Die neue Bundesregierung wird Voraussetzungen dafür schaffen, daß die Beschäftigungschancen des Dienstleistungssektors besser genutzt werden. Dazu werden Haushaltsdienstleistungen und private Dienstleistungsagenturen gefördert.

8. Tarifautonomie bewahren – Arbeitnehmerrechte sichern – Mitbestimmung stärken

Die neue Bundesregierung wird umgehend dafür sorgen, daß unsoziale Einschnitte bei den Arbeitnehmerschutzrechten korrigiert werden.

Die neue Bundesregierung wird Fehlentscheidungen wie beim Kündigungsschutz, bei der Lohnfortzahlung im Krankheitsfall und beim Schlechtwettergeld korrigieren und die Chancengleichheit der Tarifvertragsparteien sichern.

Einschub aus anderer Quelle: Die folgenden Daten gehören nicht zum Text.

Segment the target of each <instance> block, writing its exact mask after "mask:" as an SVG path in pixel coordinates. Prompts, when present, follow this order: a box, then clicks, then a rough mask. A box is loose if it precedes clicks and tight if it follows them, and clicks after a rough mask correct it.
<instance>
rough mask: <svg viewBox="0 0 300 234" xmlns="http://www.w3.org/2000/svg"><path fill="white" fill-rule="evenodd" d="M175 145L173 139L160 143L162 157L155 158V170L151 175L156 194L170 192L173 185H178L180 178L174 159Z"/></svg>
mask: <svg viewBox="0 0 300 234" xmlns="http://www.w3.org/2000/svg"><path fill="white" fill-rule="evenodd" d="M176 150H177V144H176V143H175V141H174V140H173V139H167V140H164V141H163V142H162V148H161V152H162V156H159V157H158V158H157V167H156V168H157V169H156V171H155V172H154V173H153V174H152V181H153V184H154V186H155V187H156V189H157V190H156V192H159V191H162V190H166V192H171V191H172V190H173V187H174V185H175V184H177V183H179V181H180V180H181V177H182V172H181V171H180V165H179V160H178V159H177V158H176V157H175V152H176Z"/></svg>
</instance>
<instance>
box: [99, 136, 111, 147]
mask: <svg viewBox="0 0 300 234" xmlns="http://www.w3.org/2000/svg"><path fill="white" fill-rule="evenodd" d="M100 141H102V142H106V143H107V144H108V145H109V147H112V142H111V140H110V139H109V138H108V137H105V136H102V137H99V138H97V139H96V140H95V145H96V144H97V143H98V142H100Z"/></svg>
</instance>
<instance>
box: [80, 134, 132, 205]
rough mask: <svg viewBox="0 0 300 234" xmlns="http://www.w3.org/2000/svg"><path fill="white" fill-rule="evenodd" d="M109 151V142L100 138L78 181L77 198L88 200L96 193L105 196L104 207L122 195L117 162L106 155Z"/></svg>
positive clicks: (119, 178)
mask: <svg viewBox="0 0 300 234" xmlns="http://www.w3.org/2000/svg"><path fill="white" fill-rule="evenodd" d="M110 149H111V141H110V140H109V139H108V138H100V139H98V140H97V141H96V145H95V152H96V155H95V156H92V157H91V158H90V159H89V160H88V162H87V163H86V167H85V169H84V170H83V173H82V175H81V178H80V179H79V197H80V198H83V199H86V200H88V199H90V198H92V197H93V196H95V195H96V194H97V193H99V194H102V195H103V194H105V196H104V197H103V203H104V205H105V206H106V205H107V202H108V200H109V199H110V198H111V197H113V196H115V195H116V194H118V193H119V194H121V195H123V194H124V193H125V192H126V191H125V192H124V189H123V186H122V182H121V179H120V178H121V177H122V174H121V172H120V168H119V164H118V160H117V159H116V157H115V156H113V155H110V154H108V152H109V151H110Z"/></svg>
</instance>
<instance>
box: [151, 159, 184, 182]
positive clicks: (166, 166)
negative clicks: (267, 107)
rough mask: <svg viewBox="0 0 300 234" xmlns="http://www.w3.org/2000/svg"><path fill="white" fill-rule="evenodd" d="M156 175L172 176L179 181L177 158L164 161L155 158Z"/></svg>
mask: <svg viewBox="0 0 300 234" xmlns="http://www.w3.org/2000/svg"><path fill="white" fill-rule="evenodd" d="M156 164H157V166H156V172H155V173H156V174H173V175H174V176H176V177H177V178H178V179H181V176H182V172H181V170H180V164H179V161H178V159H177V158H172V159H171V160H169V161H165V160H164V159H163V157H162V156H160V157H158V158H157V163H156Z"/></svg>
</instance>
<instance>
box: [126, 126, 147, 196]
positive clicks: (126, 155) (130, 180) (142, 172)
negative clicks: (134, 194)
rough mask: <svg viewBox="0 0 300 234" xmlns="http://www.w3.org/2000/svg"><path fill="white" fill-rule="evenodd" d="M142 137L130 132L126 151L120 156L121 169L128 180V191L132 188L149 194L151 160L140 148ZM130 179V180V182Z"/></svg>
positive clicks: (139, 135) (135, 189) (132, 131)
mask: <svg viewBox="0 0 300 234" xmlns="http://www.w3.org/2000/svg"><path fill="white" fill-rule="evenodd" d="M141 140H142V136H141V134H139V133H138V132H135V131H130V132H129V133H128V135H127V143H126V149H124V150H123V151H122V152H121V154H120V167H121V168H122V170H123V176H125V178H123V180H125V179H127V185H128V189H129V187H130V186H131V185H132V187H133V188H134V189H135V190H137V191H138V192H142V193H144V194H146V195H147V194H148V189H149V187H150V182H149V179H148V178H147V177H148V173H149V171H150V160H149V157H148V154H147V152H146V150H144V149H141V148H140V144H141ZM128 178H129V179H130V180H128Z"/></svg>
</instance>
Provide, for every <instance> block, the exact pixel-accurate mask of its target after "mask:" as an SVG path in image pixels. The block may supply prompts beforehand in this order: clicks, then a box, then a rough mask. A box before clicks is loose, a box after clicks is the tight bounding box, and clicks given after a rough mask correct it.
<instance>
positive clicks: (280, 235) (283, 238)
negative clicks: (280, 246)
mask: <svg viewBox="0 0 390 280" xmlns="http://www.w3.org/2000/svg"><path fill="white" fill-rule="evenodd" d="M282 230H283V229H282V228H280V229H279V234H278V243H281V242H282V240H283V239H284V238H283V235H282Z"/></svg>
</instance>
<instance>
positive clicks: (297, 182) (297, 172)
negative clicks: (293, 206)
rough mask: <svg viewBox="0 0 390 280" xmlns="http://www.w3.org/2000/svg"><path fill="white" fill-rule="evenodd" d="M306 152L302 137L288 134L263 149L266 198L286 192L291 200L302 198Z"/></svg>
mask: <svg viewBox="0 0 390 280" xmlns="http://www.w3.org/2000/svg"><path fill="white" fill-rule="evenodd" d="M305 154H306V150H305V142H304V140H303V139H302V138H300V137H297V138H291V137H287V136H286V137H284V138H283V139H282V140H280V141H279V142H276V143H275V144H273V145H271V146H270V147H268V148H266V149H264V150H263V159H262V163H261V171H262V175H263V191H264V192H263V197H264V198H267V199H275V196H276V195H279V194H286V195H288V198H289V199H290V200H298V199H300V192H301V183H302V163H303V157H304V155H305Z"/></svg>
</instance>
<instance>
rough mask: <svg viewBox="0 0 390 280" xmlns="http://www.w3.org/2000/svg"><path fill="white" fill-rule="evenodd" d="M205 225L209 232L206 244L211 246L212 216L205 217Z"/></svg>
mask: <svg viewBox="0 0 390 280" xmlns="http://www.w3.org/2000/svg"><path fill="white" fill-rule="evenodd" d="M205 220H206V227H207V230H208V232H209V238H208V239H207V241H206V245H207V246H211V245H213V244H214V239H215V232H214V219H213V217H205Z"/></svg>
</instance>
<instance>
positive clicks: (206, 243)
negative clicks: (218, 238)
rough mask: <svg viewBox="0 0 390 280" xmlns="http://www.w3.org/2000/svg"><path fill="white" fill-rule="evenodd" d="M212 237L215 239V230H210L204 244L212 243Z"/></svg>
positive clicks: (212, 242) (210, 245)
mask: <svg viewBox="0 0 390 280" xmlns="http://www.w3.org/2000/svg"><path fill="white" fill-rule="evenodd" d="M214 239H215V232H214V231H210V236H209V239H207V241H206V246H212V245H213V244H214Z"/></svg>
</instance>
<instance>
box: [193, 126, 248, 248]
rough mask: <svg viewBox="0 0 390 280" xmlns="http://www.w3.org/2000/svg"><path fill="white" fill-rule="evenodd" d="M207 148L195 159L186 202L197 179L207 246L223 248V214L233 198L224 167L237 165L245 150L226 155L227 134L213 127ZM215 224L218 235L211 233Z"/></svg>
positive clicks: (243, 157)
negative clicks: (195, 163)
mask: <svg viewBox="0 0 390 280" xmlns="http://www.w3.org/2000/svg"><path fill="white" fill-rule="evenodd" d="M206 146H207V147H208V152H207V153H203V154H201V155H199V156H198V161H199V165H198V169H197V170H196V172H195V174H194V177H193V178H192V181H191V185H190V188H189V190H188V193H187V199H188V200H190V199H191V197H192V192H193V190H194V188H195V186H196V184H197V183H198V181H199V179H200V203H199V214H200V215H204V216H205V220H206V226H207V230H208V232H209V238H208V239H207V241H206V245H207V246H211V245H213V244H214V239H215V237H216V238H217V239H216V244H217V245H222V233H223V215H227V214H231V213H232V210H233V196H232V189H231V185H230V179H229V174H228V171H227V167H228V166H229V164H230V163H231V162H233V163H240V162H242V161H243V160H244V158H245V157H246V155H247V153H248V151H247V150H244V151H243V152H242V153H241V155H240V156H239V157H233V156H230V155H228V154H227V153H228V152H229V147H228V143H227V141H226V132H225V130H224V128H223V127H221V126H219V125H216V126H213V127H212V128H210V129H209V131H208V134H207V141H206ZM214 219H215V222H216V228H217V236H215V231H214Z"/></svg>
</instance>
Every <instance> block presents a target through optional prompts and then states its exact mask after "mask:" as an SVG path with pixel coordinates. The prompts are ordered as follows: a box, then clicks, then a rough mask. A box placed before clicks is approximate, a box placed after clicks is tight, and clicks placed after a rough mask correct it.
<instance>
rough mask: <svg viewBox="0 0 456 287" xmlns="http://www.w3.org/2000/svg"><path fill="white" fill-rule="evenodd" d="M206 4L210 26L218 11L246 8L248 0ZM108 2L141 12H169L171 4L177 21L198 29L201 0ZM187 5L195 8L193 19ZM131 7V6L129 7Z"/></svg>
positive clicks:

Die neue Bundesregierung wird die Mitbestimmung am Arbeitsplatz sowie in Betrieb und Verwaltung im Interesse der Beteiligung und Motivation der Beschäftigten stärken und an die Veränderungen in der Arbeitswelt anpassen. Vorrangig ist dazu eine grundlegende Novelle des Betriebsverfassungsgesetzes (Betriebsbegriff, Arbeitnehmerbegriff, Telearbeit, Vereinfachung des Wahlverfahrens). Dazu kommen muß die Sicherung und Weiterentwicklung der qualifizierten Mitbestimmung in den Unternehmen und in Europa (Europäische Betriebsräte, Europäische Aktiengesellschaft). Darüber hinaus wollen wir die Tarifautonomie stärken, vor allem durch ein Klagerecht der Verbände und eine einfachere Möglichkeit zur Allgemeinverbindlichkeitserklärung.